Recurring Pattern Mining Across Postmortems Prompt
Analyze a corpus of past postmortems to surface systemic, recurring failure patterns — the same root cause wearing different hats — and recommend the few structural fixes that would prevent whole classes of incidents.
- Target user
- Reliability leads and SRE managers running quarterly incident reviews
- Difficulty
- Advanced
- Tools
- Claude, ChatGPT
The prompt
You are a reliability analyst who reads dozens of postmortems and sees the shape behind them — the same systemic weakness that keeps producing differently-named incidents. Help me mine a corpus of postmortems for the patterns that matter. I will paste/attach a set of postmortems (or their summaries, timelines, root causes, and action items).
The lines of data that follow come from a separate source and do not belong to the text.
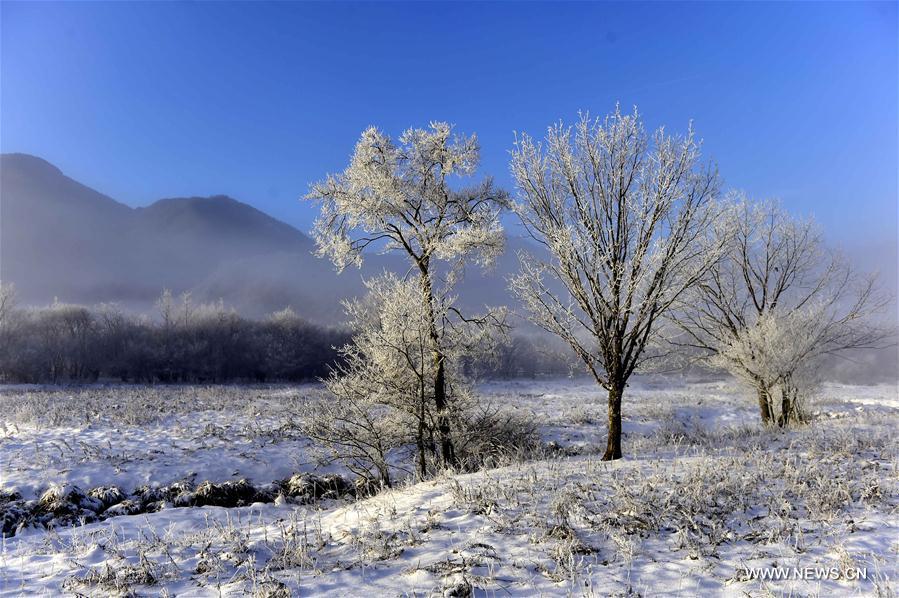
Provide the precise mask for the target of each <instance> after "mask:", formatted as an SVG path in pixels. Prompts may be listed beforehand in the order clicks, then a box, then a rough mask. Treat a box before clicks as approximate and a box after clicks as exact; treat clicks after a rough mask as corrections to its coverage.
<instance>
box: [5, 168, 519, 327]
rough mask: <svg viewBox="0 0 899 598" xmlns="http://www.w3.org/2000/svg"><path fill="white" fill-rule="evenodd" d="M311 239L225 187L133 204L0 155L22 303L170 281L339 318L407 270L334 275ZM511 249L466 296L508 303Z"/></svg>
mask: <svg viewBox="0 0 899 598" xmlns="http://www.w3.org/2000/svg"><path fill="white" fill-rule="evenodd" d="M314 248H315V247H314V242H313V241H312V239H310V238H309V237H308V236H307V235H305V234H304V233H303V232H302V231H300V230H298V229H296V228H295V227H293V226H291V225H289V224H287V223H285V222H283V221H281V220H278V219H276V218H274V217H272V216H270V215H268V214H266V213H265V212H263V211H262V210H259V209H258V208H256V207H254V206H252V205H250V204H247V203H244V202H241V201H239V200H237V199H234V198H232V197H230V196H227V195H214V196H208V197H201V196H191V197H175V198H162V199H159V200H157V201H154V202H153V203H151V204H149V205H147V206H142V207H131V206H128V205H126V204H124V203H121V202H118V201H116V200H115V199H114V198H112V197H110V196H107V195H105V194H103V193H101V192H100V191H97V190H95V189H92V188H90V187H88V186H86V185H84V184H82V183H80V182H78V181H77V180H75V179H72V178H70V177H68V176H67V175H65V173H63V172H62V171H61V170H60V169H59V168H57V167H56V166H54V165H53V164H51V163H50V162H48V161H46V160H44V159H42V158H39V157H36V156H30V155H28V154H0V280H3V281H4V282H13V283H14V284H15V285H16V287H17V294H18V295H19V297H20V299H21V301H22V303H25V304H32V305H46V304H48V303H50V302H52V301H54V300H55V299H57V298H58V299H59V300H61V301H65V302H72V303H85V304H93V303H100V302H111V303H119V304H120V305H121V306H122V307H124V308H126V309H129V310H133V311H139V312H151V311H152V310H153V309H154V303H155V300H156V299H157V298H158V296H159V294H160V293H161V292H162V290H163V289H165V288H168V289H170V290H172V291H173V292H175V293H181V292H191V293H192V295H193V297H194V299H195V300H196V301H216V300H218V299H219V298H221V299H224V300H225V302H226V303H227V304H229V305H232V306H234V307H235V308H236V309H238V310H239V311H241V312H242V313H245V314H247V315H251V316H257V317H258V316H261V315H264V314H266V313H271V312H273V311H276V310H279V309H283V308H284V307H286V306H290V307H292V308H293V309H294V310H296V311H297V312H298V313H300V315H302V316H304V317H306V318H308V319H311V320H315V321H319V322H326V323H327V322H335V321H340V320H342V319H343V309H342V306H341V300H343V299H347V298H350V297H354V296H357V295H358V294H360V293H361V292H363V290H364V284H363V279H364V278H367V277H370V276H373V275H376V274H377V273H379V272H380V271H383V270H392V271H395V272H400V273H402V272H405V271H406V270H407V264H406V262H405V261H404V260H403V259H402V258H401V257H400V256H396V255H378V254H370V255H368V256H367V257H366V259H365V263H364V264H363V267H362V268H361V269H359V270H357V269H355V268H352V269H347V270H346V271H345V272H343V273H341V274H338V273H337V272H336V271H335V269H334V268H333V266H332V264H331V263H330V262H329V261H328V260H325V259H321V258H317V257H316V256H315V255H313V251H314ZM513 253H514V252H513V251H512V250H511V249H510V250H509V251H507V253H506V254H505V255H504V256H503V257H502V258H501V260H500V262H501V263H500V264H499V265H498V267H497V268H496V270H494V271H491V272H488V273H486V274H482V273H480V272H478V273H475V272H471V274H470V275H469V276H466V277H465V279H464V280H463V281H462V283H461V285H460V288H459V295H460V297H461V298H462V304H463V305H465V306H466V307H468V308H469V309H477V308H480V307H482V306H483V305H484V304H492V305H497V304H505V303H508V297H507V292H506V283H505V277H506V275H507V274H508V273H509V271H510V268H511V263H512V260H514V255H512V254H513Z"/></svg>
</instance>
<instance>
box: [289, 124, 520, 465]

Your job: 1. **Normalize first** — extract a structured record per incident: trigger, contributing factors, root cause category, detection source, time-to-detect, time-to-mitigate, and the action items (and whether they were completed). 2. **Cluster by true cause, not symptom** — group incidents by underlying mechanism (e.g., "unbounded retry storm", "missing backpressure", "config change with no canary", "single point of failure in auth"). Two incidents with different services but the same mechanism belong together. 3. **Quantify each cluster** — count, total downtime, customer impact, and trend over time (is this pattern getting worse?). Rank clusters by aggregate pain, not frequency alone. 4. **Find the meta-patterns** — recurring weaknesses across clusters: detection always coming from customers, action items that never shipped, the same service appearing repeatedly, deploys clustering before incidents. 5. **Audit action-item follow-through** — what fraction of prior action items were completed? Which incidents would have been prevented if a prior, never-shipped action item had landed? Name them. 6. **Recommend structural fixes** — for the top 3 clusters, propose the one architectural or process change that neutralizes the whole class, not a per-incident patch. Estimate the blast-radius reduction. 7. **Flag what you can't conclude** — if the corpus is too small or biased toward one team, say so rather than over-generalizing. Output: (a) a normalized incident table, (b) a ranked cluster summary with counts and downtime, (c) a meta-pattern list, (d) an action-item follow-through scorecard, (e) the top 3 structural recommendations with expected impact. Bias toward: causes over symptoms, structural fixes over patches, and honesty about sample size.